Canada Isn’t as Accessible as It Claims to Be

Our aims to make the country barrier-free by 2040 are falling short. How do we ensure access for all? By Samuel Dunsiger
July 3, 2024

I visit a French-inspired coffee shop just a block away from my midtown Toronto apartment on a weekly basis, but each time I walk in, I’m reminded of its inaccessibility. At first glance, the entrance, which is outfitted with a ramp, appears to be accessible. When coffee-loving patrons with mobility disabilities reach the door, however, they quickly realize it lacks an automatic opener.

Growing up with a disability and now working as an accessibility consultant, I notice these types of barriers all the time. For me, and for the estimated 27 percent of Canadians who also have
a disability that affects their day-to-day activities (a number that Statistics Canada expects to increase as the baby boomers age), automatic door openers are just the tip of the iceberg.

In 2019, the federal government passed the Accessible Canada Act (ACA), which aims to make Canada fully accessible by 2040. Despite this perception that the proverbial needle of accessibility is moving forward, Canada isn’t as accessible as it thinks it is. Many bars and restaurants still lack accessible washrooms; Braille menus and signage are still uncommon; obstacles make it hard for wheelchair users to navigate public spaces.

New findings from accessibility technology company AccessNow corroborated this reality as part of its research project, Mapping Our Cities for All. Considered Canada’s largest accessibility research initiative to date, the project evaluated the state of accessibility at more than 14,000 sites in Vancouver, Calgary and Ottawa. Released last November, the research found that almost 60 percent of public businesses were only partially accessible or not accessible. Much like my Toronto cafe, many of these spaces had some accessibility features, like a ramp, but also barriers, such as a bathroom only reachable by stairs.

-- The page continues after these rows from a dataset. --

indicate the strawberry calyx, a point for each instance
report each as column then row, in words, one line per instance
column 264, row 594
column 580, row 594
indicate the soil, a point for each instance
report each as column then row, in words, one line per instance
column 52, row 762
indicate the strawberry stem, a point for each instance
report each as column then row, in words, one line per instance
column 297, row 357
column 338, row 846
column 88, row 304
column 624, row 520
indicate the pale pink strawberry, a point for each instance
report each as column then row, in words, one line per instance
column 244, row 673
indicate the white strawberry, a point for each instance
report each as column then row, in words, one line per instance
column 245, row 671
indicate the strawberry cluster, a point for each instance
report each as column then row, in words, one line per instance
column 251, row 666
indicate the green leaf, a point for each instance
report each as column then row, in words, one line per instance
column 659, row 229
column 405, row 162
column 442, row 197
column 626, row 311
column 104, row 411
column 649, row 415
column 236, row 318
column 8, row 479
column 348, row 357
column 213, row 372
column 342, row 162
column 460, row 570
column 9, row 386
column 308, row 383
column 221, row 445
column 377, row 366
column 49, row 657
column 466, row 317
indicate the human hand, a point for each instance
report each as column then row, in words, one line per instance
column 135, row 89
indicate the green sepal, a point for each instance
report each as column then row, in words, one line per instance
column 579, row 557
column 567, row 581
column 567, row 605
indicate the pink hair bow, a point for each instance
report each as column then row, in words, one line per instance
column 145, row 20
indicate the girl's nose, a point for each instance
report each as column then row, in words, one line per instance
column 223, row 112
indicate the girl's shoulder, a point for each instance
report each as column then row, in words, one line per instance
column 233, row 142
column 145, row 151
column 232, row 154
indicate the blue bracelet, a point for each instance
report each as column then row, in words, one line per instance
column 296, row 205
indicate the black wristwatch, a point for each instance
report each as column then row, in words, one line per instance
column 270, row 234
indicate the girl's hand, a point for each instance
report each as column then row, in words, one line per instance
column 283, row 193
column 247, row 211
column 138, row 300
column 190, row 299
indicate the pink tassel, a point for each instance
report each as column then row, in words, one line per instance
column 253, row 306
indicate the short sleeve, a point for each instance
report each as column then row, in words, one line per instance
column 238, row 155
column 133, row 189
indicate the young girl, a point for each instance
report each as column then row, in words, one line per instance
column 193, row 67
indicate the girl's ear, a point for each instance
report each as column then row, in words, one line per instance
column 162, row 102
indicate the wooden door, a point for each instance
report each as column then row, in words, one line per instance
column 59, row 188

AccessNow’s research found that part of the problem is the lack of accessibility data in Canada – put simply, if we don’t know the scope of the problem, we can’t work toward solutions. The report also noted that, while the ACA is a positive step forward, significant work still needs to be done. This was echoed in a recent report from Rich Donovan, who was appointed to review Ontario’s progress in implementing the recommendations outlined in the Accessibility for Ontarians with Disabilities Act (AODA), which was enacted in 2005. “There is a near unanimous consensus that the AODA is currently failing people with disabilities,” Donovan wrote, adding that the province’s state of accessibility is currently in “crisis.” What makes these findings especially troubling is that there’s no real system of accountability to ensure accessibility standards are being enforced. In recent years, we’ve even seen some spaces add barriers that weren’t there before.

Toronto’s Union Station, for instance, is considered accessible – it has accessible entrances and an elevator. But David Lepofsky, a long-standing disability activist and chair of the AODA Alliance, explained in a video that recent renovations include installing several pillars directly in the path of travel, making it difficult for someone with a mobility issue to navigate.

If we truly want to make Canada barrier-free by 2040, we need to conceptualize accessibility as more than just ramps and prioritize the lived experiences of people with disabilities. This starts with learning directly from the disability community to identify the multitude of barriers they face daily. Only then will this goal finally become a reality.

Samuel Dunsiger is an Ottawa-based freelance writer, career adviser and accessibility advocate who identifies as disabled. He works within the intersection of employment and disability and enjoys using storytelling to normalize living with disabilities.